The scale, diversity, and importance of the products we secure is an inspiring mission -- come help us make life hard for the bad guys! Meta’s Product Security team is hiring security interns focused in several areas: Web Security: focused on securing web applications/APIs and ensuring we have robust architectural browser protections. Web Security Engineers on Product Security team work on a wide range of projects in PHP, Python, Perl, Ruby, etc. Mobile Security: focused on securing an ecosystem of mobile applications and platform security for Android (Java, Kotlin) and iOS (Swift, Objective-C), including custom hardware devices. Native Security: focused on lower level systems which are closer to the hardware and physical components of computers. Native Security Engineers on Product Security team work on a wide range of projects in the C/C++/Rust space.

These engineering roles will partner closely with the following teams: Secure Application Frameworks: a team focused on building libraries, frameworks, and platforms that enable developers to write secure software and enable security engineers to perform automated analysis at scale.

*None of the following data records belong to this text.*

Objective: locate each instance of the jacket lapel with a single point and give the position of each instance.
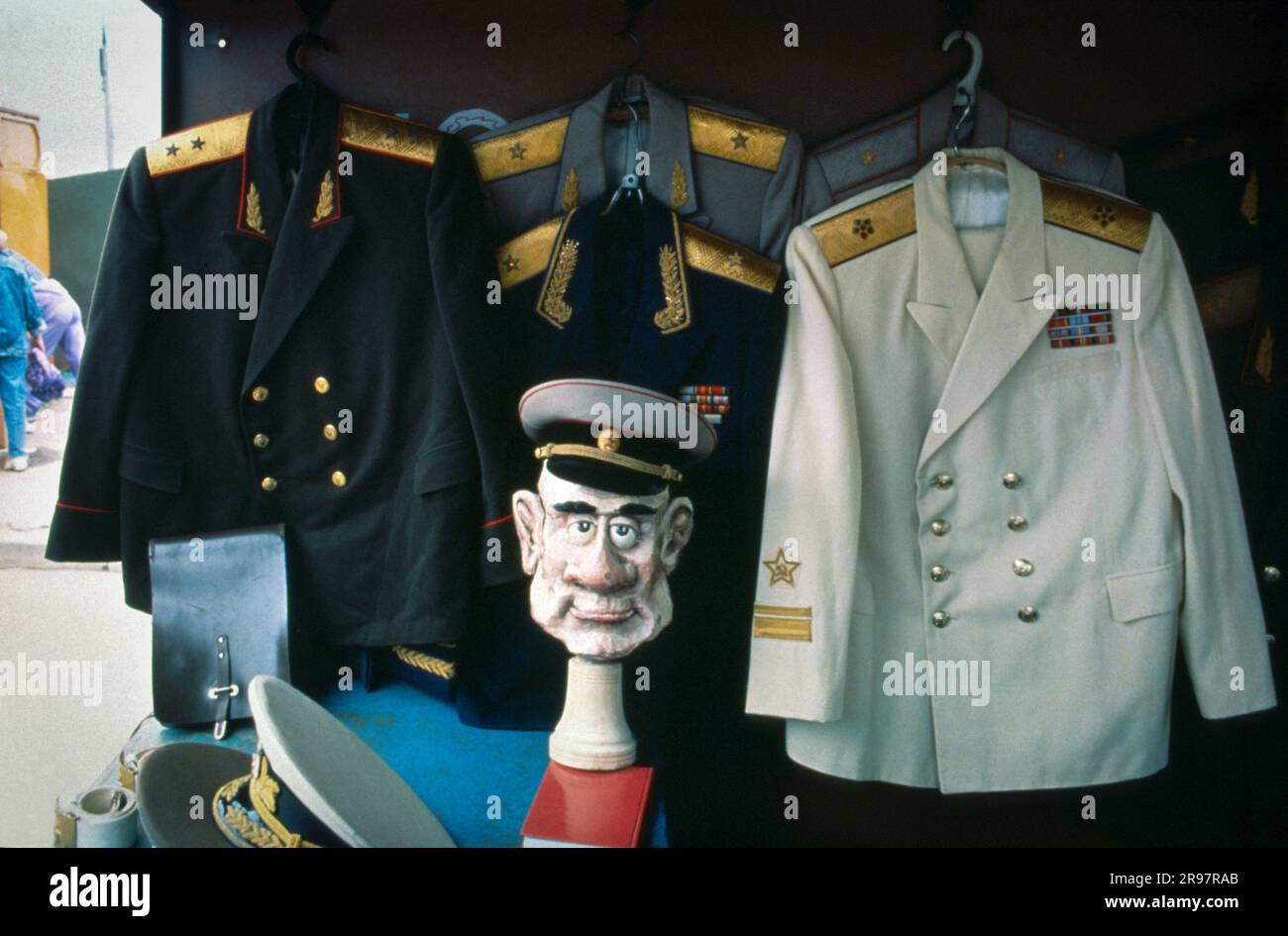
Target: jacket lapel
(945, 292)
(310, 237)
(660, 355)
(1006, 321)
(670, 155)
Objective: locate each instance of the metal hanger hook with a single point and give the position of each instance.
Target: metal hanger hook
(967, 85)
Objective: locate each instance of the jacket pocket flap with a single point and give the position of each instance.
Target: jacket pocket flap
(158, 470)
(445, 467)
(1134, 595)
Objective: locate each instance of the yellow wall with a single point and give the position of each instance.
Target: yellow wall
(24, 191)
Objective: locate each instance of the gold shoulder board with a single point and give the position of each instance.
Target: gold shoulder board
(737, 140)
(214, 142)
(527, 256)
(709, 254)
(867, 227)
(389, 136)
(1095, 214)
(520, 151)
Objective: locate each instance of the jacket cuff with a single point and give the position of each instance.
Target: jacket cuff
(84, 535)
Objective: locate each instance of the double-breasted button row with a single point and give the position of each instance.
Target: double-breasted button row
(1017, 523)
(261, 441)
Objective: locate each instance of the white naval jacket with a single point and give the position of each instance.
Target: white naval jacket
(961, 479)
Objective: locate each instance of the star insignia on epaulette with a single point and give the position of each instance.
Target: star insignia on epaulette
(781, 570)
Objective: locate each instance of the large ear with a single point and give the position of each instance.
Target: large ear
(528, 516)
(677, 529)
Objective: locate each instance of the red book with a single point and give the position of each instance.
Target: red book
(588, 808)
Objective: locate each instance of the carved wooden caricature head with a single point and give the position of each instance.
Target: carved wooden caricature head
(605, 527)
(599, 563)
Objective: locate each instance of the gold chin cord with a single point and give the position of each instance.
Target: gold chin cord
(664, 471)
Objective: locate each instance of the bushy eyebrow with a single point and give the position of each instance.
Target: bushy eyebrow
(636, 510)
(583, 507)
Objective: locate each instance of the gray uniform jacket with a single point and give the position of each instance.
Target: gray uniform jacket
(719, 167)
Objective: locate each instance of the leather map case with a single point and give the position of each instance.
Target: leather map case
(219, 617)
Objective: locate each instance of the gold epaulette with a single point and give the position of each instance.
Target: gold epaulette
(520, 151)
(867, 227)
(1095, 214)
(709, 254)
(387, 136)
(528, 254)
(734, 138)
(214, 142)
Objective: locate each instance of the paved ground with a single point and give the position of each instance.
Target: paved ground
(59, 613)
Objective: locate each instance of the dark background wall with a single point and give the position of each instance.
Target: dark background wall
(1155, 60)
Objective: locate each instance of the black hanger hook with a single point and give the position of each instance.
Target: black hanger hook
(632, 8)
(313, 12)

Program Analysis: teams of software engineers who build static and dynamic analysis tools to detect and prevent security and privacy issues at scale Product Teams: various teams across engineering that are focused on building services but need security guidance in order to build secure applications. I

f you’re passionate about security and helping secure products that billions of people use and trust, come join us at Meta!

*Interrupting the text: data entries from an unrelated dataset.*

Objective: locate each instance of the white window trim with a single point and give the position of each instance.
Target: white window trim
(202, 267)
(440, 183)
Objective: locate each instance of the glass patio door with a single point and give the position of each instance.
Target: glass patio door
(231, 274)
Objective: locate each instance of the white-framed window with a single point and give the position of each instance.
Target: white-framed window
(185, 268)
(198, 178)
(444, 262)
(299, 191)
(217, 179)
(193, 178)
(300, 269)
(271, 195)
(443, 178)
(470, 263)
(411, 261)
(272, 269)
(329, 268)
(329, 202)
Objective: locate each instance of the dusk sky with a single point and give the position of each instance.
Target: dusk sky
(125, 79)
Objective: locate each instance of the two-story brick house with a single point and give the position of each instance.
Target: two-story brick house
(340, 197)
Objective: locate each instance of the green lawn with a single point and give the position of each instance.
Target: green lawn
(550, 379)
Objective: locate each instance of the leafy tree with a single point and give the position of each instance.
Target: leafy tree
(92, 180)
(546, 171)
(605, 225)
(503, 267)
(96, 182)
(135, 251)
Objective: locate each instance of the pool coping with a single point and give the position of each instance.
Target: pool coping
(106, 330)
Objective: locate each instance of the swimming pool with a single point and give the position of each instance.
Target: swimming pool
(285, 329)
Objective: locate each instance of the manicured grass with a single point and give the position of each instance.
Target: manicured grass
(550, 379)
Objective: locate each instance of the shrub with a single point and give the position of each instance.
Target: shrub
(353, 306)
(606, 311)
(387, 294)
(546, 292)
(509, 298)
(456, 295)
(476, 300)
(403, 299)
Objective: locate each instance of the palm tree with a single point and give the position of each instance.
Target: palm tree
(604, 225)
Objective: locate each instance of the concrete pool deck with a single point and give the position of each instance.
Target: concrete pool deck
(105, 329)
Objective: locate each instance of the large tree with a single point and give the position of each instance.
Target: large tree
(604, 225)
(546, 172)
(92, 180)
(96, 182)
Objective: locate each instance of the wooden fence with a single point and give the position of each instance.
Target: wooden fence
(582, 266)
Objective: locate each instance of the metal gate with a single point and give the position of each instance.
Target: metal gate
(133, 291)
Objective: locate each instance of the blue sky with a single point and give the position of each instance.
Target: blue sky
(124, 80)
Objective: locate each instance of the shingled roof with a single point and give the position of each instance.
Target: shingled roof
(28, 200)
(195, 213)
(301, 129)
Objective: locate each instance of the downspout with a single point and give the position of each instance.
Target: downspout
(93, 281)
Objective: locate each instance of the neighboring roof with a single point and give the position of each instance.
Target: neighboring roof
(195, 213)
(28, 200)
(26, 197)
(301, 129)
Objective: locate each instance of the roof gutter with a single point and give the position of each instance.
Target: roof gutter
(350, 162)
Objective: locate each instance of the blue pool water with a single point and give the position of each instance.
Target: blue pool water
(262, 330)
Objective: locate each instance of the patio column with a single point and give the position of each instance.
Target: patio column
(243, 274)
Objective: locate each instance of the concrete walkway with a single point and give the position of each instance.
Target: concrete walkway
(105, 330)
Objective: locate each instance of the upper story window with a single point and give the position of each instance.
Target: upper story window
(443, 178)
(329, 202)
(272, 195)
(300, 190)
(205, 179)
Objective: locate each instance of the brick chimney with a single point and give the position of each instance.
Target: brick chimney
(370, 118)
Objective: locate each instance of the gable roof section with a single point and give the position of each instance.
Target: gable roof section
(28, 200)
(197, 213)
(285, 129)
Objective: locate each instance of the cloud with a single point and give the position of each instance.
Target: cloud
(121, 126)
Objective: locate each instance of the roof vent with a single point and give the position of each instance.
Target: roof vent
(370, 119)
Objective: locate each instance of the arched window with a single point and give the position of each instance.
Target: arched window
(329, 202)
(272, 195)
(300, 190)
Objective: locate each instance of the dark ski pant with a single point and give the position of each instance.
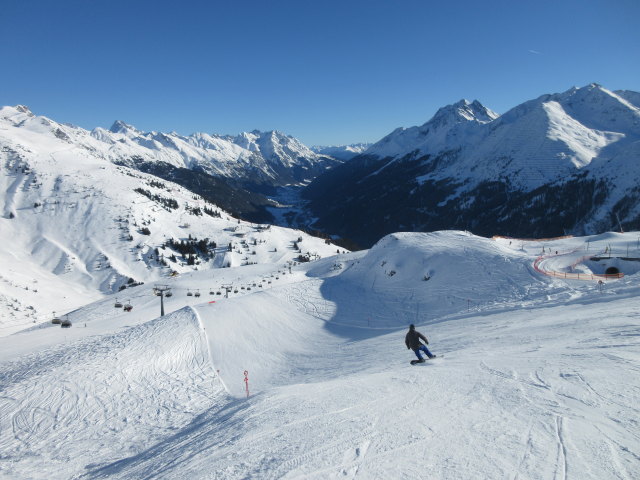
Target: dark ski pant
(424, 349)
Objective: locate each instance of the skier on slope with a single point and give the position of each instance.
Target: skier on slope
(412, 341)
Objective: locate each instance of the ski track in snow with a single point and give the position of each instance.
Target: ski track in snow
(543, 392)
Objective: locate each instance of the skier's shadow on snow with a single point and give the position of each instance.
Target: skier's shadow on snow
(361, 314)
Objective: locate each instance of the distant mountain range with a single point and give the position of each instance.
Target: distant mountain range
(77, 222)
(561, 163)
(342, 152)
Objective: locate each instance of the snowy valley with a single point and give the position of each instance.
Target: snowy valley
(281, 354)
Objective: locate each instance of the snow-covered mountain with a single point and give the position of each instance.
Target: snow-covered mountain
(270, 158)
(75, 226)
(341, 152)
(558, 163)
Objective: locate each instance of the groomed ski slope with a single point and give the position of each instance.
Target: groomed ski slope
(540, 377)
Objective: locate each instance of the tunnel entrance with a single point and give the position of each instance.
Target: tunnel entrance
(612, 271)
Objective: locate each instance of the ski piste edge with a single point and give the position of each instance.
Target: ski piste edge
(418, 362)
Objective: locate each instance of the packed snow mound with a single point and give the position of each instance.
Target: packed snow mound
(413, 273)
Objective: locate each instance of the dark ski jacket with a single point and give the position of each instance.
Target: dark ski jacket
(412, 340)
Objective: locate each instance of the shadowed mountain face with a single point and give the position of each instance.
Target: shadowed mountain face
(561, 163)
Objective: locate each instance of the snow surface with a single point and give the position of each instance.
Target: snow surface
(540, 377)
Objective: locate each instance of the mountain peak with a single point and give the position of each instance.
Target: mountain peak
(122, 127)
(463, 111)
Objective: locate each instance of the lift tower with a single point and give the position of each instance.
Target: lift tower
(160, 291)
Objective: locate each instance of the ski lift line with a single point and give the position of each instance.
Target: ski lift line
(572, 276)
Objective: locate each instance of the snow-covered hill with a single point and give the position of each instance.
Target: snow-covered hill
(537, 377)
(74, 226)
(565, 162)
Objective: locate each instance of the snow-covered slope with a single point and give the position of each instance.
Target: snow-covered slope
(74, 226)
(537, 376)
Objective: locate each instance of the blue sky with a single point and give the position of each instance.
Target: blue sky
(328, 72)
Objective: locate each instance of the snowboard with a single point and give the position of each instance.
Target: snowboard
(424, 360)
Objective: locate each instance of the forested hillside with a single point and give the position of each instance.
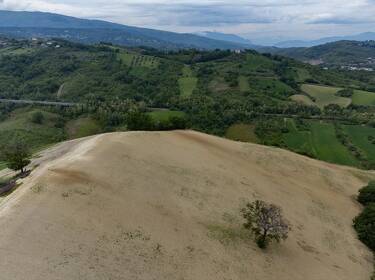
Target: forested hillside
(245, 96)
(352, 55)
(47, 25)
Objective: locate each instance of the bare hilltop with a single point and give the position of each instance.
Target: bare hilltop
(166, 205)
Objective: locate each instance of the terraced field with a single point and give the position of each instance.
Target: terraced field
(188, 82)
(136, 60)
(325, 95)
(243, 84)
(37, 136)
(242, 132)
(302, 99)
(82, 127)
(319, 141)
(363, 137)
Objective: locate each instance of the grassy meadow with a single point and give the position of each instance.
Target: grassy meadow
(188, 82)
(318, 140)
(363, 98)
(325, 95)
(242, 132)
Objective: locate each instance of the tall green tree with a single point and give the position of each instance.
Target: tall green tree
(16, 155)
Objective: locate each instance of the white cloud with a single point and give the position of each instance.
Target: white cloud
(287, 18)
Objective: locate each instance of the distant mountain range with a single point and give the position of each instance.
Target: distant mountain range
(226, 37)
(38, 24)
(299, 43)
(336, 54)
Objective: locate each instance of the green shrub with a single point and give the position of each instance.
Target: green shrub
(37, 117)
(367, 194)
(364, 224)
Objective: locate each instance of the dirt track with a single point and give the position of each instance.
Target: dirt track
(166, 206)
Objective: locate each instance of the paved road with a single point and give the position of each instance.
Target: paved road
(51, 103)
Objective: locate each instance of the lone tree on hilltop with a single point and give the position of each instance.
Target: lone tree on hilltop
(16, 155)
(265, 221)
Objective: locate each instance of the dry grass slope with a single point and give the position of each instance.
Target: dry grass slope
(166, 206)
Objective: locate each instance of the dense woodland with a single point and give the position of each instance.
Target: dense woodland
(118, 88)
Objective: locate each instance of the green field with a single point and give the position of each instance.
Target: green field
(2, 165)
(361, 137)
(187, 82)
(136, 60)
(319, 141)
(243, 83)
(325, 95)
(302, 99)
(165, 115)
(82, 127)
(37, 136)
(363, 98)
(242, 132)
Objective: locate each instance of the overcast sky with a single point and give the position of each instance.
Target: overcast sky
(254, 19)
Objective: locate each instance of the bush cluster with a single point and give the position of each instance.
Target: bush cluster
(364, 224)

Security Engineer Intern, Product Responsibilities

  • Security Reviews: perform manual design and implementation reviews of products and services that make up the Meta ecosystem, like Instagram, WhatsApp, Oculus, Portal, and more.
  • Developer Guidance: provide guidance and education to developers that help prevent the authoring of vulnerabilities.
  • Automated Analysis and Secure Frameworks: build automation (static and dynamic analysis) and frameworks with software engineers that enable Meta to scale consistently across all of our products.
  • Research, develop, and apply mitigations to products so that vulnerabilities cannot be turned into exploits

Minimum Qualifications

  • Currently enrolled in a full-time, degree-seeking program and in the process of obtaining a Bachelors or Masters degree in computer science or a related field
  • Experience with exploiting common security vulnerabilities.
  • Experience finding vulnerabilities in interpreted languages (C, C++, php, ruby, python). Knowledge of secure code development.
  • Proven project management and execution skills
  • Self-motivated and proactive, with ability to identify key areas of focus and take initiative to drive results
  • Strong communication and collaboration skills
  • Must obtain work authorization in the country of employment at the time of hire and maintain ongoing work authorization during employment.

Preferred Qualifications

  • Intent to return to full-time degree program after completion of the internship
  • Experience with exploiting common security vulnerabilities
  • Experience writing software that enables security processes
  • Contributions to the security community (public research, blogging, presentation, open source, etc.)